I have a question that I got troubled with and hope for some help.
Let $p_n=(x_n,y_n)\in\mathbb{R}^2$ be a sequence of vectors. It is given that $p_1=(1,0)$ and the following recursions:$$\displaystyle x_{n+1}=\frac{3x_n-\sqrt{3}y_n}{4} \qquad ; \qquad y_{n+1}=\frac{\sqrt{3}x_n+3y_n}{4} $$ Find $\displaystyle \lim_{n\to\infty}p_n$.
I assumed that $\displaystyle \lim_{n\to\infty}x_n=L_1 \ ; \ \lim_{n\to\infty}y_n=L_2$ and solved the system of equations. My assumption was the the sequences converge, but I don't know how to show it. Also, I don't know if my way of finding the limit assuming that it exists is valid.
I will appreciate any kind of help. Thank you!
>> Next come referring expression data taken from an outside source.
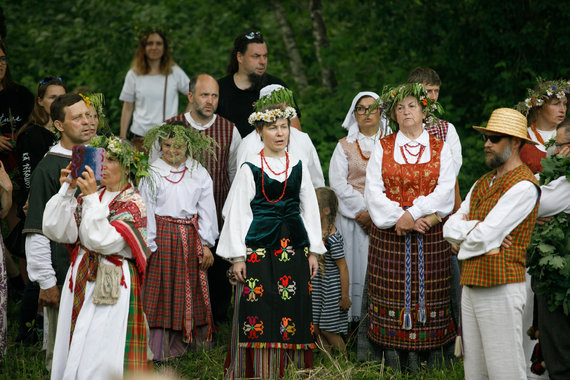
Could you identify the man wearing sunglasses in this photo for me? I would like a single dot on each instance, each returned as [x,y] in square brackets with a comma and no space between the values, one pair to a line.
[239,90]
[502,202]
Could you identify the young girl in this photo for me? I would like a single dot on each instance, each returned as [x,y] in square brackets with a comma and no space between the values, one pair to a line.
[330,306]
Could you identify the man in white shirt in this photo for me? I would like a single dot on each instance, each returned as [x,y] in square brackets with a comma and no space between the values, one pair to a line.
[203,103]
[502,202]
[47,261]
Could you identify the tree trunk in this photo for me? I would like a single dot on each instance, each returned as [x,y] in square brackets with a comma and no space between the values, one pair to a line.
[290,44]
[321,41]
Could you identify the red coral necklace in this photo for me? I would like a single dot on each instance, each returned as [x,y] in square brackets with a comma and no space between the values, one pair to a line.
[271,170]
[417,155]
[176,172]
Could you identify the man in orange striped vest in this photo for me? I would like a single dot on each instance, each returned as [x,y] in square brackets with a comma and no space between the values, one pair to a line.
[502,202]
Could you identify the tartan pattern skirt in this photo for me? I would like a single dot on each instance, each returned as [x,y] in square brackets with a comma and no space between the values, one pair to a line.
[386,290]
[170,273]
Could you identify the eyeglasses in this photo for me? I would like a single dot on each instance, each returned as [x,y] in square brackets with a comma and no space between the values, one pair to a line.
[494,139]
[252,35]
[46,80]
[363,110]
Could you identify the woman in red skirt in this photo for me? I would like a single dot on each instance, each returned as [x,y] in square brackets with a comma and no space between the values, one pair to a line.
[410,184]
[181,227]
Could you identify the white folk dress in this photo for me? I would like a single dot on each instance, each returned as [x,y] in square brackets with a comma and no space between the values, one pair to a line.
[97,349]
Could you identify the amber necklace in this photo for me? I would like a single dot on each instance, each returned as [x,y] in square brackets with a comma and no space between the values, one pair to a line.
[417,155]
[538,136]
[271,170]
[176,172]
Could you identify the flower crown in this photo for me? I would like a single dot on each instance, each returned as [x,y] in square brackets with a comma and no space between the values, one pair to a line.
[272,115]
[129,158]
[544,91]
[392,96]
[198,145]
[279,96]
[97,100]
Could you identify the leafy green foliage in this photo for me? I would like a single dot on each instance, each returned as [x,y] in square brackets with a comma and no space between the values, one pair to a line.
[549,263]
[486,52]
[553,168]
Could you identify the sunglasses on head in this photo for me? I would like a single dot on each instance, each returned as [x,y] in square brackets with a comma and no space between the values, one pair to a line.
[46,80]
[494,139]
[252,35]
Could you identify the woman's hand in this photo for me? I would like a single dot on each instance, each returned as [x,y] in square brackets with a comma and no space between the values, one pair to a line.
[507,242]
[422,225]
[63,177]
[313,265]
[87,182]
[543,220]
[239,271]
[405,224]
[345,303]
[5,144]
[208,258]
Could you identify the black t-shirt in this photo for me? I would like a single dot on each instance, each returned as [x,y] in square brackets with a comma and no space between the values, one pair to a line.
[16,105]
[32,145]
[236,105]
[18,102]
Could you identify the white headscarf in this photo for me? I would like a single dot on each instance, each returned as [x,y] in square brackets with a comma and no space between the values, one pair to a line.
[350,122]
[267,90]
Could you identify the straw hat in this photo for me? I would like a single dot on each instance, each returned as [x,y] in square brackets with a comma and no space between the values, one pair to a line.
[507,121]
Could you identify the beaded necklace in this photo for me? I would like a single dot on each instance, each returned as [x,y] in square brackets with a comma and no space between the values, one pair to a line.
[417,155]
[263,175]
[538,136]
[176,172]
[116,196]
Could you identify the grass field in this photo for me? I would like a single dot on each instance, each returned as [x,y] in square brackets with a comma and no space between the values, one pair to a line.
[28,363]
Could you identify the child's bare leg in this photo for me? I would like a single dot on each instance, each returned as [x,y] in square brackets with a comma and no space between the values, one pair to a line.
[335,340]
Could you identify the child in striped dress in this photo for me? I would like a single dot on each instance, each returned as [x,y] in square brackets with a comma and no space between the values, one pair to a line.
[331,299]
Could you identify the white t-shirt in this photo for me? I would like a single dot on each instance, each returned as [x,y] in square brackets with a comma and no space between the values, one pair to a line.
[147,92]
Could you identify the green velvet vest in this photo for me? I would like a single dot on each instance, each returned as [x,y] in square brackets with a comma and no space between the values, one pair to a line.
[272,220]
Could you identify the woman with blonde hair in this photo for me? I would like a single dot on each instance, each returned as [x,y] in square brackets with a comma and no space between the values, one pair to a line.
[150,91]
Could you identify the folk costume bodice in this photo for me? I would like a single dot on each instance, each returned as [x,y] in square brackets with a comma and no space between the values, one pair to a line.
[269,218]
[406,182]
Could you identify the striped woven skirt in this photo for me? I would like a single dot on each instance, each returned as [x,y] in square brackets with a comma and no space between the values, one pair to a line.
[176,298]
[428,324]
[272,328]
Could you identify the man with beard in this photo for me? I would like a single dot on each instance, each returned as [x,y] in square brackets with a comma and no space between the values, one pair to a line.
[48,261]
[203,102]
[502,202]
[240,89]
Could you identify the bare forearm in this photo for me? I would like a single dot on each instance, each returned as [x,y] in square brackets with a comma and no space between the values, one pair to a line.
[126,116]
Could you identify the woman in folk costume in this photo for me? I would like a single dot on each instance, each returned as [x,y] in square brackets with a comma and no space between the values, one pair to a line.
[409,187]
[271,234]
[181,226]
[347,176]
[101,327]
[545,108]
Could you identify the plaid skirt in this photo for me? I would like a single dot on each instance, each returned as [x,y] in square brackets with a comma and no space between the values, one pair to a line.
[175,292]
[387,294]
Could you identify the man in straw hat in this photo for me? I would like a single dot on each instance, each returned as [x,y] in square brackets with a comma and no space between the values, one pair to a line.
[502,202]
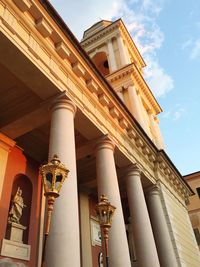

In vector form we have $$\pmatrix{x_{n+1}\cr y_{n+1}\cr} =\frac14\pmatrix{3&-\sqrt3\cr \sqrt3&3\cr}\pmatrix{x_n\cr y_v\cr}$$ which we can write as $${\bf p}_{n+1}=A{\bf p}_n\ .$$ By recursion, $${\bf p}_{n+1}=A^n{\bf p}_1\ .$$ There are various ways of evaluating the power $A^n$ - look up diagonalisation of matrices if you have not yet studied it - but in this case it is not too hard to prove, for example by induction, that $$A^n=\Bigl(\frac{\sqrt3}{2}\Bigr)^n\pmatrix{\cos(n\pi/6)&-\sin(n\pi/6)\cr \sin(n\pi/6)&\cos(n\pi/6)\cr}\ .$$ Hence $${\bf p}_{n+1}=A^n\pmatrix{1\cr0\cr} =\Bigl(\frac{\sqrt3}{2}\Bigr)^n\pmatrix{\cos(n\pi/6)\cr \sin(n\pi/6)\cr}$$ and you can now easily work out $x_{n+1}$ and $y_{n+1}$ and see what happens when $n\to\infty$.